Image 3a Axial CECT demonstrates arterially-enhancing soft tissue (arrowed, subsequently confirmed to be of parathyroid origin) within the anterior mediastinum. This reiterates the importance of image acquisition to include the chest. 3b Ultrasound was utilised to investigate hypercalcaemia in a different patient. A potential candidate for parathyroid gland enlargement was noted at the mid/lower pole of the right thyroid lobe. 3c A benign-looking dominant thyroid nodule was on the left on a background of hyperplastic change. 3d Two areas of radiotracer uptake were seen on sestamibi subtraction study in keeping with functioning parathyroid tissue (intra-thyroid on the left). FNA and needle washout for cytology and parathormone should be performed to investigate atypical candidates for parathyroid gland enlargement.
Image 4 There is a non-enhancing parathyroid adenoma in the in the right para-oesophageal region at the level of the lower pole of the right thyroid gland (arrowed). In the context of compelling symptomatology and biochemistry, absence of an enhancing lesion should not equate to a negative study. A non-enhancing lesion in a eutopic or ectopic location should be actively sought, and its nature corroborated with further anatomical and/or functional imaging.
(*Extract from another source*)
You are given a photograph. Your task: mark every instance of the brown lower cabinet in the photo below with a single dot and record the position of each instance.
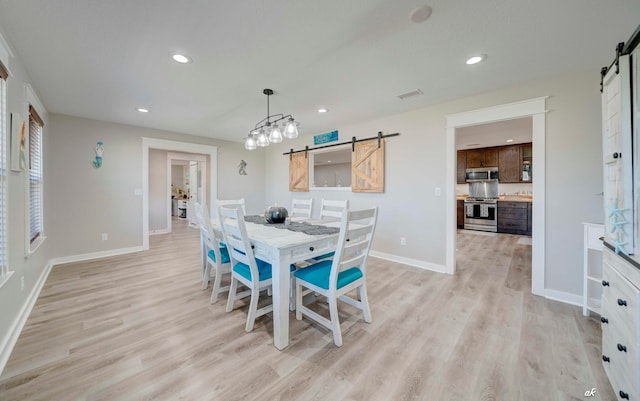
(460, 207)
(514, 217)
Radiologists should be wary of T2-hyperintense lesions within or in close proximity to the thyroid gland as these may not simply be thyroid nodules. Image 5a Incidental finding of a parathyroid adenoma: T2-hyperintense retrothyroid focus (arrowed) at the level of the upper/mid pole of the left thyroid lobe in a patient undergoing screening for paragangliomas (known SDH enzyme mutation). 5b The adenoma demonstrates intermediate T1 signal (arrowed). Haemorrhage or fibrosis can return varying signal intensities.
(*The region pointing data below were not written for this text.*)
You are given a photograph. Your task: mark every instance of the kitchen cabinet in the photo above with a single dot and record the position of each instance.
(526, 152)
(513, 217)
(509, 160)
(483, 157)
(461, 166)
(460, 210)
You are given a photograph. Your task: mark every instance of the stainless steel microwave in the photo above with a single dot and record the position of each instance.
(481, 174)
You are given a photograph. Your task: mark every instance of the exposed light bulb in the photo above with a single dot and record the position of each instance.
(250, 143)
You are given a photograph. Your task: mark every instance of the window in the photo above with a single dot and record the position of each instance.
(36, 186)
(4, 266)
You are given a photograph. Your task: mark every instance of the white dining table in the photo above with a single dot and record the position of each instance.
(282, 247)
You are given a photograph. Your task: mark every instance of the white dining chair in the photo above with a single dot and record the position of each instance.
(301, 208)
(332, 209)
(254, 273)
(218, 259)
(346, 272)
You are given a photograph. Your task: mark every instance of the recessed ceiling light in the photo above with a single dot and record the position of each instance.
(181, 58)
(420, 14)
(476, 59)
Cross-sectional imaging obtained for a 60-year old lady presenting with rapid onset neck swelling, anterior neck and chest wall ecchymosis. Image 6a CECT axial images through the neck demonstrate haematoma and stranding within retropharyngeal space without compromise to the aerodigestive tract. An enhancing lesion was noted within the tracheo-oesophageal groove within the infraglottic neck, raising the suspicion for extracapsular rupture of a parathyroid adenoma. 6b Sagittal T2 MRI obtained shows widening of the prevertebral space and fluid-fluid level compatible with layering of blood products. Adenomas can present acutely (e.g. patient in respiratory compromise) as a result of spontaneous haemorrhage and the lesion may be obscured by extensive haematoma. Non-visualisation of an adenoma should not deter radiologists from including this as a differential.
This is a systemic condition encompassing parathyroid gland enlargement, fibro-osseous tumours of the head and neck, and malignancies of the abdominal and pelvic organs. Patients may present with a palpable lump or gross facial deformity. T h e s e craniofacial lesions can be solitary or multiple, uni- or multilocular, demonstrate varying degrees of internal mineralisation and are locally-aggressive. Image 7a OPG (cementosseous fibroma) shows an expansile lesion involving the right mandible (from the symphysis to the angle of the mandible). It is heterogenous with internal lucent areas but notably no root resorption. 7b Multiplanar CT reformats (bone window) of a different patient demonstrate multiple disfiguring craniofacial fibro-osseous lesion. 7c There is enhancing soft tissue in an infrathyroid location (arrowed) – a potential candidate for parathyroid gland enlargement.